Le 24 persone sono state, dai ricercatori americani, sistemate in diversi ambienti alcuni con elevata concentrazione di anidride carbonica altre in stanze più arieggiate dove l’aria che respiravano era molto più ricca di ossigeno. I ricercatori hanno potuto constatare che i risultati dei lavoratori erano nettamente migliori negli uffici dove l’aria era ricca di ossigeno con prestazioni maggiori del 61% o addirittura del 101%.
Invece, i volontari che hanno lavorato in condizioni più precarie con le finestre nella stanza che non venivano quasi mai aperte diminuivano le loro prestazioni lavorative quasi del 50% ed erano molte volte incapaci di avere un rapido potere decisionale. La normativa di legge prevede che ci sia un limite di anidride carbonica presente nell’aria negli uffici che sia valutata intorno alle 5 mila parti per milioni.

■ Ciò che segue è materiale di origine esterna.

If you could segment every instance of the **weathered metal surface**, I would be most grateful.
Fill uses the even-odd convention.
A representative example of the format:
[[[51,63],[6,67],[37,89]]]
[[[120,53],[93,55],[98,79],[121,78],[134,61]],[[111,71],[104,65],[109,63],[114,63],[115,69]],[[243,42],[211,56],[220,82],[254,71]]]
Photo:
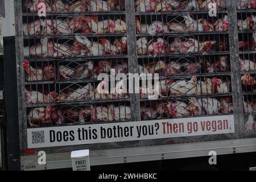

Joseph Allen, uno dei ricercatori che ha portato a termine lo studio ha così commentato i risultati: “Trascorriamo il 90% del tempo in ambienti chiusi e il 90% del costo di un immobile sono gli occupanti. Eppure la qualità dell’ambiente e il suo impatto sulla salute e sulla produttività sono questioni troppo spesso messe da parte. Questi risultati suggeriscono che anche modesti miglioramenti alla qualità ambientale possono avere un profondo impatto sul processo decisionale e sulle prestazioni dei lavoratori”.